Островский уставился в него своим тяжелым, холодным взглядом.
— Мало, что ли, лодок на берегу?.. — ответил он. — Возьму любую…
— Так то ведь наши, — наивно сказал станочник, и, видя, что Островский только усмехнулся, он как-то робко поднялся и вышел из избы.
После этого на площадке, освещенной луною, собрались станочники, и даже в нашу юрту долетали их шумные разговоры. Станок жужжал, как рой обеспокоенных пчел… По временам ямщики поодиночке входили в избу, здоровались, переминались у камелька с ноги на ногу и смотрели на пришельца, как бы изучая его настроение. Островский не обращал на все это ни малейшего внимания… Он сидел, согнувшись, на лавке, против огня; по временам клал в камелек полено и расправлял железной кочергой угли…
Проснувшись среди ночи, я увидел его в той же позе. Слабый огонек освещал угрюмое лицо, длинные, опущенные книзу усы и лихорадочный взгляд впалых глаз под нависшими бровями. Девочка спала, положив голову ему на колени. Отблеск огня пробегал по временам по ее светлым, как лен, волосам, выбившимся из-под красного платочка. Кроме Островского, в юрте, по-видимому, все спали; из темных углов доносилось разнотонное храпение…

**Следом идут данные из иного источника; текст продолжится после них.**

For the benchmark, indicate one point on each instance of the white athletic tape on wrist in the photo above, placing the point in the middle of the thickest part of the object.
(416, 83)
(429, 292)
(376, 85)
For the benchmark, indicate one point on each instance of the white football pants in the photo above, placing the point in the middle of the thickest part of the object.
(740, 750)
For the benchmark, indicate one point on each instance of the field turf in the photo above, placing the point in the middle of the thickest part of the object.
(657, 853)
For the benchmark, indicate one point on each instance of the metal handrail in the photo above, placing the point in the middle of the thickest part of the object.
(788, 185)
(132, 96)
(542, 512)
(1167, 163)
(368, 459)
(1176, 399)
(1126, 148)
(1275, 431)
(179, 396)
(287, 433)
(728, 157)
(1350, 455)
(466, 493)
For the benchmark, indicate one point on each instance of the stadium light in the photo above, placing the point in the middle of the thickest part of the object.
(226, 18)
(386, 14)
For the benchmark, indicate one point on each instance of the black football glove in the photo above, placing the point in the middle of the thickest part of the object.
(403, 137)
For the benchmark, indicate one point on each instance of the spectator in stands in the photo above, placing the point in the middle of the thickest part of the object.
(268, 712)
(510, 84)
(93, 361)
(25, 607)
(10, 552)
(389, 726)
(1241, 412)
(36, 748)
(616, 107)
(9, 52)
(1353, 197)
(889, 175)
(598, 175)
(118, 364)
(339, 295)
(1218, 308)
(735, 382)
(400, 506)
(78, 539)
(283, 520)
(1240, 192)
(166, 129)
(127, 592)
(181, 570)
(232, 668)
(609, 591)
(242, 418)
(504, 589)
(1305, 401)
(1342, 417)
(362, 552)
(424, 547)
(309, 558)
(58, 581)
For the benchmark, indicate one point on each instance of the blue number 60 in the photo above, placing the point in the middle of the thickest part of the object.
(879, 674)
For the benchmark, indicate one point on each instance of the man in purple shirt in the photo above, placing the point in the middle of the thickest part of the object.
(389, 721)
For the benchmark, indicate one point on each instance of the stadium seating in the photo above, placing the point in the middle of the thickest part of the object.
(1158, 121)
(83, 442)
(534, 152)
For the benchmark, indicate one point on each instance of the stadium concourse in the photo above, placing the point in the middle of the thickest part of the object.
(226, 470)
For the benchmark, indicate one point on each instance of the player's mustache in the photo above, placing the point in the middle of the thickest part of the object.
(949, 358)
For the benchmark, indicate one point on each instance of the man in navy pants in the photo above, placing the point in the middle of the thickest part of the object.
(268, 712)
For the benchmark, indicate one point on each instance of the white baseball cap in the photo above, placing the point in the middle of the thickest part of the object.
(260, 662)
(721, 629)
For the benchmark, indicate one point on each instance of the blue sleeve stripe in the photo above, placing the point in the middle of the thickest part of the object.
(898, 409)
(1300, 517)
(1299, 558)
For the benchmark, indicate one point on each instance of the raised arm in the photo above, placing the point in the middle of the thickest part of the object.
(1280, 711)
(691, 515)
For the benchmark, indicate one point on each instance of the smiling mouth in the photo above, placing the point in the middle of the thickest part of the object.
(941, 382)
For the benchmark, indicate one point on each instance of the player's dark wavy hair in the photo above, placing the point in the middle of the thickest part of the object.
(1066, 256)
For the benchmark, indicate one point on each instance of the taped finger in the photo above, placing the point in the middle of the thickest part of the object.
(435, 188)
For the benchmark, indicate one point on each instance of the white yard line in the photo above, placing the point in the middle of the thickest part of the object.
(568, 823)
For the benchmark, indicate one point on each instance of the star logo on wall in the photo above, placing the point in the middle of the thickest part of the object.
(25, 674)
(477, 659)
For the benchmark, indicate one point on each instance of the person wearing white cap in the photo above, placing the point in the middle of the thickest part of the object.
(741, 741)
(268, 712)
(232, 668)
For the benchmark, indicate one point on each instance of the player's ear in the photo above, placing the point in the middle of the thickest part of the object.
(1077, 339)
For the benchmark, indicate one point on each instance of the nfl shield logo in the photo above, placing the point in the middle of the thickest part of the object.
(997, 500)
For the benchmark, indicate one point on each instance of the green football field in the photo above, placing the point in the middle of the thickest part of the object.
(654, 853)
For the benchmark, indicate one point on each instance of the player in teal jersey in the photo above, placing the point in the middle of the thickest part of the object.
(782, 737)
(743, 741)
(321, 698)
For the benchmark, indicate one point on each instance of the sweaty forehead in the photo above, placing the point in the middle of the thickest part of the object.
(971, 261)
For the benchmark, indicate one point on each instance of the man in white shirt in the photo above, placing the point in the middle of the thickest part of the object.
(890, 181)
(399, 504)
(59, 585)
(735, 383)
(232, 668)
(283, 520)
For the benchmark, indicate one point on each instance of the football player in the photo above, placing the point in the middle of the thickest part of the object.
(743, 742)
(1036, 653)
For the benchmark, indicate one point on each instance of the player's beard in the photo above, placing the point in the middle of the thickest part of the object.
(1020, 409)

Девочка потянулась и заплакала.
— Спи! — сказал отец угрюмо. — Ночь еще…
Она всхлипнула как-то горько и спросила сонным голосом:
— Куда пойдем?..
— Ага! — с злобной горечью ответил про себя Островский. — Когда бы я сам знал… К дьяволу, верно… Больше некуда…
— Куда? — громче спросила девочка, но сон брал свое, усталое тельце снова съежилось, и она стала засыпать.
— Ку-да?.. Куда-а? — еще раза два прошептали сонные губы, и, не дождавшись ответа, она заснула.
Сквозь стены доносилось к нам жужжанье голосов. Я протер запотелое оконце и глянул наружу.